The very last thing I’d say, because I know there’s a lot of skepticism about accountability, because of the veto that we experienced when we put forward, with our partners, a referral of the crimes in Syria to the ICC: it is true that we failed to secure an ICC referral out of the Security Council, but it is not true that that means that accountability will not happen in Syria. Individuals who are responsible for attacks like that will be held accountable, and the documentary record is being built, the testimonies are being gathered and the long arm of justice is taking more time than any of us would wish right now, but this documentary record will be used at some point in a court of law and the perpetrators of these crimes need to bear that in mind.

Reporter: Ambassador, can you describe to us what the atmosphere was like in the room when you saw and heard this evidence?

Ambassador Power: The only analogue I can come up with is the experience of seeing the Caesar photos.

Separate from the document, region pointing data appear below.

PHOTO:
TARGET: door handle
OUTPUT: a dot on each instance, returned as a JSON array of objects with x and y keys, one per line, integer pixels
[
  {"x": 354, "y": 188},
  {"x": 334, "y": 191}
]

I mean, the video, in particular, of the attempts to resuscitate the children – if there was a dry eye in the room, I didn’t see it. It was – it’s just devastating to see the facts of what this regime is doing. So people were visibly moved, people had questions, very fair questions, about “how do you know this?” and “what are the symptoms?” But for the most part, almost every Council member prefaced what they said by saying, “forgive me if I don’t use diplomatic language, but I am so moved and so overwhelmed by what I have seen,” and then they proceeded with their comments. It was an extremely unusual and very, very emotional meeting.

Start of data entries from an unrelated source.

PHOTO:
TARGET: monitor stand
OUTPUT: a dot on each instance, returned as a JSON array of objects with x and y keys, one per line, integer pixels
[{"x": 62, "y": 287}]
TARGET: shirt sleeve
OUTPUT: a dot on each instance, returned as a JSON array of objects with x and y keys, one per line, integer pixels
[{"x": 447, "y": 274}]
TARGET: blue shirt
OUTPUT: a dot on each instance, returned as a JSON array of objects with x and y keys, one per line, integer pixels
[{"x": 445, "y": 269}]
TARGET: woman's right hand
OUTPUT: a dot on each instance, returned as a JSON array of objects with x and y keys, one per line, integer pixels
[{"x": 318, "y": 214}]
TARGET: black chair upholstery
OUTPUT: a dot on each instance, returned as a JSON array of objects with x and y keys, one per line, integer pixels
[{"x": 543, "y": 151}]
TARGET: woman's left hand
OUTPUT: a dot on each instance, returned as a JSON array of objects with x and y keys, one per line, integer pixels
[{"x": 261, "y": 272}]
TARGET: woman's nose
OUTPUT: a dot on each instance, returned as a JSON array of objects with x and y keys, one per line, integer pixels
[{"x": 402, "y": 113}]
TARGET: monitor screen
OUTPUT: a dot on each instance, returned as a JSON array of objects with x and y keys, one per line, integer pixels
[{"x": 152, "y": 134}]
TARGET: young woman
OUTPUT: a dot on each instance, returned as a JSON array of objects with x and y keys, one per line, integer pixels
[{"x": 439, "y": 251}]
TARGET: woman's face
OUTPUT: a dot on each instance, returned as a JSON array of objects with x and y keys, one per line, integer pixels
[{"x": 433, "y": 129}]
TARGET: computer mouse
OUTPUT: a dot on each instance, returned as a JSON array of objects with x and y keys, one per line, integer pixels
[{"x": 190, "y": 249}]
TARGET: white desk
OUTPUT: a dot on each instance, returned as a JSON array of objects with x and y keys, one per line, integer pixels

Reporter: How do you see an attribution mechanism – you mentioned an attribution mechanism?

Ambassador Power: You know, we have to work through the modalities on this. Traditionally, criminal responsibility is best established in a criminal tribunal, which is why we and so many Council members supported an ICC referral. But in this instance, that has not proven possible at this point. And of course, the Syrian authorities are in no positon to judge themselves, given that they are gassing their own people and dropping barrel bombs on civilian neighborhoods. So we need to think through what are the right modalities for an attribution mechanism. The OPCW already, as you know, has fact-finding missions that it has dispatched and they have produced very important layers and layers of testimonies and eyewitness reports and have shown, and reported with high confidence, that chlorine is being used as a chemical weapon in Syria,

systematically. But what the OPCW has never done is point the finger and establish attribution. And that has not been in their mandate up until this point. Bear in mind, again, that the traditional model for OPCW is parties to the chemical weapons convention who want the OPCW’s help getting rid of their chemical weapons stockpile or monitoring it – we haven’t had a circumstance like this where we have a party to the chemical weapons convention that is still prepared to use chemical weapons. And so OPCW and the UN Security Council have to come together and deal with a devastating and grotesque historical anomaly.